Abstract

Electronic searches were undertaken in PubMed/Medline, Web of Science, Cochrane Oral Health Group Trials Register as well as hand searching. Clinical human studies, either randomised or not, providing outcome data for dental implant failure in smokers and non-smokers in any group of patients with no follow-up restrictions. Patients smoking a minimum of one cigarette a day were classified as smokers and implant failure was considered as the complete loss of the implant.Data extraction and synthesisThree authors independently participated in the inclusion criteria and disagreements were resolved by discussion. Quality assessment of the studies was performed using a scale to appraise observational studies. From the selected studies, data were extracted when available which included year of publication, study design, country, setting, number of patients, type of smokers, age, follow-up, days of antibiotic prophylaxis, failure, postoperative infection, marginal bone loss, implant surface, dental arch receiving implants, type of prosthetic rehabilitation and opposing dentition. For the meta-analysis, implant failure and postoperative infection were evaluated as dichotomous outcomes, while weighted mean differences were used for marginal bone loss as a continuous outcome.

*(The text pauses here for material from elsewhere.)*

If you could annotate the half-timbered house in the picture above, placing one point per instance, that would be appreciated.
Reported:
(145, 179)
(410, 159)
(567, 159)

The statistical unit was the implant. Heterogeneity was calculated using I(2) test. From 1432 records identified, 107 publications were included in the review for the qualitative and quantitative synthesis. One hundred and four studies compared implant failure rates. From the total studies, the authors judged 85 to be of high quality and 22 of moderate quality. The meta-analysis for failure rate resulted in a statistically significant overall result of risk ratio (RR) of 2.23 (95% CI 1.96-2.53) heterogeneity of I(2): 51%. The meta-analysis of four studies evaluating the risk of postoperative infections in smokers presented a statistically significant result with an RR: 2.01, 95% CI 1.09-3.72, heterogeneity I(2): 0%, and the marginal bone loss had an overall statistically significant difference of MD 0.32, 95% CI 0,21-043; heterogeneity in this case was I(2): 95%. The insertion of implants in smokers affected the failure rates, the risk of postoperative infections, as well as the marginal bone loss. The results should be interpreted with caution due to the presence of uncontrolled confounding factors in the included studies.